Companies, unlike gold again, also pay dividend from the profits they create. You will find that at the current valuation the dividend yield is about 2% in US and about 3% internationally, so you get a payment of about 2-3% of the current value of your investment every year (or one fourth of this every quarter, or one half of this every half-year).

So, if you invest into a stock portfolio, you will get a return of 2% from inflation, 2% from GDP growth and 2-3% from dividends. That's a total return of 6-7%. Beats nearly any other investment you can make today.

You, as an owner of a company, can join the company's shareholder meetings too.

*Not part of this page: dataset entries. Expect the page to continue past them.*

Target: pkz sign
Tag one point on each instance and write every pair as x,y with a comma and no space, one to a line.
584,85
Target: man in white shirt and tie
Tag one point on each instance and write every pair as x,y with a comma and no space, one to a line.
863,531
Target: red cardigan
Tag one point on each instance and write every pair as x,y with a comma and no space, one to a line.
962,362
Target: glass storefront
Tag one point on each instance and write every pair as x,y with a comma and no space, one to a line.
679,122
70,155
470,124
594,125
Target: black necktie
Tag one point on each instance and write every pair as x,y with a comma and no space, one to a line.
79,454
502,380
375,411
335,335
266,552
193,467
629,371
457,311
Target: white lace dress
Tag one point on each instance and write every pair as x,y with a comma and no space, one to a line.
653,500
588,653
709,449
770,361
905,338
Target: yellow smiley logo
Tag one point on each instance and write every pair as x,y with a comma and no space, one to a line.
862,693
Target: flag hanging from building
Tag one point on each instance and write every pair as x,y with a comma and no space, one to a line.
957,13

In a parallel universe I have managed to buy apple's 100 shares at $10 costing me 10X100 = $1000 and I came home my wife asks me where is $1000 and I say I have purchased apple's shares as per the tradition now she is pissed off. So please help me to convince her to show that what I did will make the family rich.

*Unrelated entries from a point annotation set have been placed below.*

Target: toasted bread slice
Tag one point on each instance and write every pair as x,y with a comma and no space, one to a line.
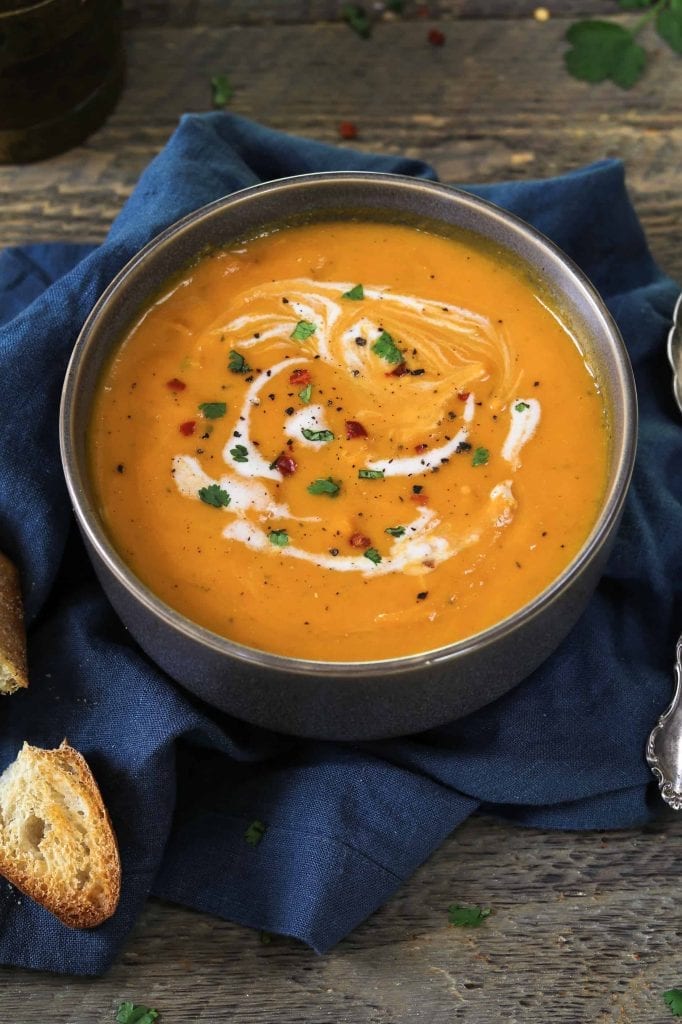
56,842
13,673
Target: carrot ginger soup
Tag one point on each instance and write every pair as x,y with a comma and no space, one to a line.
349,441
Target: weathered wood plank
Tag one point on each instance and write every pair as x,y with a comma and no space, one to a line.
470,108
584,930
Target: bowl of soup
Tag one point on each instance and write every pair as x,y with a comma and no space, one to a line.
348,452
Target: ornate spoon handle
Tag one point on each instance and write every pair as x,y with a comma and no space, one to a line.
664,750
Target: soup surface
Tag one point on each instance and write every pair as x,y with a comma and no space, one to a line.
349,441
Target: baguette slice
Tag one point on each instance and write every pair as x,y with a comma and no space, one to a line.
56,842
13,673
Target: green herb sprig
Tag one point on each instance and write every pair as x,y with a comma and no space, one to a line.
601,50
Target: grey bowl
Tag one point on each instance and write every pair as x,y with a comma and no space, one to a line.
347,700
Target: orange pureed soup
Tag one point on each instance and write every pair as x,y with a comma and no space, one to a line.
349,441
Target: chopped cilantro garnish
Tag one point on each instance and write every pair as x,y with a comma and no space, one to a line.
317,435
674,999
240,453
213,410
238,364
328,486
280,538
303,331
128,1013
356,293
386,348
255,833
467,916
221,90
215,496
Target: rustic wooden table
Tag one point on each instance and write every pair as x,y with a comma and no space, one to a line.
585,925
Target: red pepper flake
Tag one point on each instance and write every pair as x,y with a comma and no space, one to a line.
436,38
359,541
286,464
348,130
301,377
354,429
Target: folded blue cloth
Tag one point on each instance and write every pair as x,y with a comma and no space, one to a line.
346,823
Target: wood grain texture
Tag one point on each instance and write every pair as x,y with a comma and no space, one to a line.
584,929
585,926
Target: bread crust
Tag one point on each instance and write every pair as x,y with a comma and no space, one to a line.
13,672
68,771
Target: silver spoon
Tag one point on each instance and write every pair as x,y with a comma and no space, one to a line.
664,750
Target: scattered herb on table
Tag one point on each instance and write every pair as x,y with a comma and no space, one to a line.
601,50
317,435
357,18
214,496
303,331
322,486
255,833
355,293
240,453
280,538
467,916
128,1013
373,555
221,90
674,999
213,410
386,348
237,364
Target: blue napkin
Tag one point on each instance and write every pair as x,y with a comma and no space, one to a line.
346,823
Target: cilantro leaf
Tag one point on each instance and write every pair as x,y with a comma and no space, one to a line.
213,410
221,90
317,435
255,833
602,50
356,293
128,1013
467,916
303,331
240,453
669,25
674,999
214,496
328,486
238,364
358,19
386,348
280,538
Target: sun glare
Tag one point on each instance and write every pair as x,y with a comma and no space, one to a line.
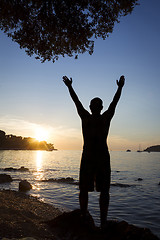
41,134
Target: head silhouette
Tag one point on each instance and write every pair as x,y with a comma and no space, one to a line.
96,105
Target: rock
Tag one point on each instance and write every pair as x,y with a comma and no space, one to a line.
5,178
24,186
71,226
139,179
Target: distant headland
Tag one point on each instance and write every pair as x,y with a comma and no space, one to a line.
155,148
12,142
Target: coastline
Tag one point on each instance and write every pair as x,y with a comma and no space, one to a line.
25,217
22,216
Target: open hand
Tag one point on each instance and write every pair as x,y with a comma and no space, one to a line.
67,81
121,81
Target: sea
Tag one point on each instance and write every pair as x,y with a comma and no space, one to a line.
54,175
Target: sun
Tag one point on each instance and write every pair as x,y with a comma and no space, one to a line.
41,134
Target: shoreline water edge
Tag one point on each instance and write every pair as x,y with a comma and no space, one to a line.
26,217
53,176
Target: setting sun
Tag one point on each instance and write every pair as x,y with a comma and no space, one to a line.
41,134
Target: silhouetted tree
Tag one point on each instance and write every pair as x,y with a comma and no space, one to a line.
50,28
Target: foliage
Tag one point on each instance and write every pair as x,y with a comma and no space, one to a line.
50,28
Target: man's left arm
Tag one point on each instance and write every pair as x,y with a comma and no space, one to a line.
113,104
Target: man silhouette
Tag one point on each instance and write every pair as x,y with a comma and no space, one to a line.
95,163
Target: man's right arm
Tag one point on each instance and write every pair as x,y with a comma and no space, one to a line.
79,106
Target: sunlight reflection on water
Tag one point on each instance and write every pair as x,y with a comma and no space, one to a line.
138,204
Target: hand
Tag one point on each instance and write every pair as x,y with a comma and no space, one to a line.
121,81
67,82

What you made has a high probability of making the family extremely poor.

To gain good returns from stocks, you should avoid hype stocks that have their value not from fundamentals but because of fashion. Today that includes stocks like Tesla, and yes, Apple is a borderline hype stock. Actually, nearly any technology stock today is a borderline hype stock. An investor should avoid these stocks, and diversify the investments to a broad range of non-hype-stocks.

Also, remember diversification. By buying only shares of one company, the value can crash or skyrocket. Which of these happens you never know. That's a huge risk. You should invest not in one stock but in a very wide array of stocks.

The idea is! I just don't understand how stock prices go up and down.

Supply and demand.

The supply is usually finite, although companies can take advantage of market situations and buy back shares or issue new shares.

Investors assess the profit-generating potential of a company. If investors assessment is that the company will fail to generate big returns, price goes down. If investors assessment is that the company will have a good time, price goes up. The price varies because otherwise the demand would exceed the supply (good time) or be lower than the supply (failure).

Hence to even recover what I have invested it takes me 4 Years assuming the company is doing good and being loyal to its investors making payments on a timely manner for 4 Years.

You won't find any investment that would pay back the original investment in 4 years of dividends. That would be a dividend yield of 25%. There have been momentarily situations where the historical dividend yield is 25% but those have been situations where the market is expecting the company to cut its dividend and go bankrupt.

But that doesn't matter. If you have a company that has paid 10% of your investment in 4 years of dividends, and at the same time grown 17%, you have 10% of your investment in dividends and 117% of your investment in share ownership meaning you have 127% of what you initially invested.

So another way to make profit is when the stock price goes up. Now this is the part I don't understand. Since the company has already got it's share of money and no further money will be received so obviously why should they care?

They shoudn't care. You shouldn't care either. Well, unless the stock price goes so ridiculously high that you decide to cash out.

Don't watch the daily valuations of stocks. Watch instead the daily valuation of your stock portfolio. Since you invested not in 1 stock but in a portfolio of 100 stocks (didn't you?) it shouldn't matter which stock goes up and which doesn't. Individual stock values fluctuate but the value of your entire portfolio should over time, usually, go slowly, very slowly up.

In some cases (like the subprime mortgate crisis, or tech bubble crash, or coronavirus crisis) there are opportunities where the stock prices go momentarily down. Those are good buying opportunities. By buying mostly when the stocks are cheap, one can slightly boost returns.

Don't expect any miracles from timing the market, though. I have timed the market by buying a lot of stocks during the coronavirus crisis. The time-weighted rate of return of the total market is about 11% during my investment period, and my money-weighted rate of return is 12% because I mostly buy cheap. That's only 1% of extra return from timing the market!